# Weighted residual empirical processes in semi-parametric copula adjusted for regression

**YoungStatS**, and kindly contributed to R-bloggers]. (You can report issue about the content on this page here)

Want to share your content on R-bloggers? click here if you have a blog, or here if you don't.

# Overview

In this post we first review the concept of semi-parametric copula and the accompanying estimation procedure of pseudo-likelihood estimation (PLE). We then generalize the estimation problem to the setting where the copula signal is hidden in a semi- or non-parametric regression model. Under this setting we have to base the PLE on the residuals. The particular challenge of the diverging score function is handled via the technique of the weighted residual empirical processes.
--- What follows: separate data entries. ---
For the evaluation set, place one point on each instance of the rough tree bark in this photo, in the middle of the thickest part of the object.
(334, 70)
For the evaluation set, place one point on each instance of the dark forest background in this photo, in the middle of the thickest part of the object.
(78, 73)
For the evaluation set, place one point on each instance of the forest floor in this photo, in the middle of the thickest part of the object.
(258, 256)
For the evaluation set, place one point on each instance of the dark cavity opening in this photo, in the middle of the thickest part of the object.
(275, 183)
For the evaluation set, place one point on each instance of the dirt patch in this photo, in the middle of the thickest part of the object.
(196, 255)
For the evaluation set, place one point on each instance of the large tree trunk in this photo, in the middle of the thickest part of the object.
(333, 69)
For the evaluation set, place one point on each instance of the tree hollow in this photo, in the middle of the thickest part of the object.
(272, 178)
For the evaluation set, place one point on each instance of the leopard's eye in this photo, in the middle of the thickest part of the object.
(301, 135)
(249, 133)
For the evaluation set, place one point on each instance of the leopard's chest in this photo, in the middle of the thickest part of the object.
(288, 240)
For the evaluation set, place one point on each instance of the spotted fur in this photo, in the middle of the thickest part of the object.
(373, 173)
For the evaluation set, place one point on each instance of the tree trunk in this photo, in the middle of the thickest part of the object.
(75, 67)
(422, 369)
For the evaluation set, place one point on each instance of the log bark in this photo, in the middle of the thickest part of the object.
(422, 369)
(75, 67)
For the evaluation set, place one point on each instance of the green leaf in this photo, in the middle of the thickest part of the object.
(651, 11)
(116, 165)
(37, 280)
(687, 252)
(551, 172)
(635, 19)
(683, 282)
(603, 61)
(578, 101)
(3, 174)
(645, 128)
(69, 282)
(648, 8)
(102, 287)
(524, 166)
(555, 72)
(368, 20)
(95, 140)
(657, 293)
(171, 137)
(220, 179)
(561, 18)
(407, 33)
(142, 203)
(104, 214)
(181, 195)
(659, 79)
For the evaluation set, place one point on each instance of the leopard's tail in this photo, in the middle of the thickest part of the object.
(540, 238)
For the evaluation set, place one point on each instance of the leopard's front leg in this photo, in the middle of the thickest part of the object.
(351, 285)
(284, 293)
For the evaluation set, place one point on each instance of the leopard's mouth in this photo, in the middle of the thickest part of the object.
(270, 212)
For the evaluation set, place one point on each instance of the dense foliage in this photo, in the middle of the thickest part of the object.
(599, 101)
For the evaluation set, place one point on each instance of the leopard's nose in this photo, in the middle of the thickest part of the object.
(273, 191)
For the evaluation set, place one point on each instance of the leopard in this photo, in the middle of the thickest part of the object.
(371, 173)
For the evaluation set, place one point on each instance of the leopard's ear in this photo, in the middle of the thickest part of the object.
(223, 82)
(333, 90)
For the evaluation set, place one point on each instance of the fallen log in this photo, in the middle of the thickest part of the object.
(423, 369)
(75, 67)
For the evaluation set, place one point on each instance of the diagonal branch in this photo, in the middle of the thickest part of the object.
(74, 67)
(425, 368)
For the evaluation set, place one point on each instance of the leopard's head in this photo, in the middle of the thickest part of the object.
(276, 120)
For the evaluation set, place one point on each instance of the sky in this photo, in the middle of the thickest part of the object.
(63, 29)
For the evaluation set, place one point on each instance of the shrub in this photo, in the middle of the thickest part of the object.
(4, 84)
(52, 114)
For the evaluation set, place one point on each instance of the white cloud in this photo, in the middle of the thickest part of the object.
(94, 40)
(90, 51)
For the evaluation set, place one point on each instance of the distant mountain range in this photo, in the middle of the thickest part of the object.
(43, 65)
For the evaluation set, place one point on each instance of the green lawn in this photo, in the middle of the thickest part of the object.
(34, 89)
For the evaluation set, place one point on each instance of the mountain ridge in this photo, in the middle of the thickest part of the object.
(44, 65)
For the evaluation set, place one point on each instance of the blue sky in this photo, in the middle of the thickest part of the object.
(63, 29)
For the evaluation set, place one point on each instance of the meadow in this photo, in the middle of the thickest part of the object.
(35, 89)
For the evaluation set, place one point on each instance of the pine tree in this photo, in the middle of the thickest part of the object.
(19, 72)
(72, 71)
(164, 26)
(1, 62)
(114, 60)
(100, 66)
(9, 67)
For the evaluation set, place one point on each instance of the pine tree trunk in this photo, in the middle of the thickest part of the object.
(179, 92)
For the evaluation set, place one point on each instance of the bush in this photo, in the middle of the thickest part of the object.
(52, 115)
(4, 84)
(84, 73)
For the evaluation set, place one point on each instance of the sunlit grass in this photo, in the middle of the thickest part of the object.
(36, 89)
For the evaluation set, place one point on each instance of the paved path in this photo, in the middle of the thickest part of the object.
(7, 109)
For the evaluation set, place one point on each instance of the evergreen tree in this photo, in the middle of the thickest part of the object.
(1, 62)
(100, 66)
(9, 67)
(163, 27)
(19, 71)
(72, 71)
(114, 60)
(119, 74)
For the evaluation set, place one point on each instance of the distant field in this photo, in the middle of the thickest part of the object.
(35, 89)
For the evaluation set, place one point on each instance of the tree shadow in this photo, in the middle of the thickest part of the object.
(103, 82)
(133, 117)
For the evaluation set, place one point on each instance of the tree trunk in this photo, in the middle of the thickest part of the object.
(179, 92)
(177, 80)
# The semi-parametric copula model

Copula has been a popular method to model multivariate dependence
structure since its introduction in Sklar (1959). Consider a random vector
\(\mathbf{E}=(E_1,\dots,E_p)^\top\in\mathbb{R}^p\) with joint distribution function
\(H\); we assume throughout that \(E_k\), \(k\in\{1,\dots,p\}\) has absolutely
continuous marginal distribution function \(F_k\). Then the *copula* \(C\)
associated with \(\mathbf{E}\) is the joint distribution function of the
marginally transformed random vector \((F_1(E_1),\dots,F_p(E_p))^\top\).
It is clear from this definition that \(C\) itself is always a
distribution supported on the unit hypercube \([0,1]^p\), and \(C\) always
has *uniform marginals* supported on \([0,1]\) whatever the marginals of
\(\mathbf{E}\) may be. (The explicit form of \(C\) follows from the Sklar’s
theorem, for instance Corollary 2.10.10 in Nelsen (2006):
\(C(\mathbf{u}) = H(F_1^{\leftarrow}(u_1),\dots,F_p^{\leftarrow}(u_p))\) for
\(F_k^{\leftarrow}\) the inverse of \(F_k\) and
\(\mathbf{u} = (u_1,\dots,u_p)^\top\in[0,1]^p\).) Furthermore, by the *invariance
property*, if \(g_1,\dots,g_p\) are univariate strictly increasing
functions, then \(\mathbf{E}\) and its marginally transformed version
\((g_1(E_1),\dots,g_p(E_p))^\top\) will admit the copula.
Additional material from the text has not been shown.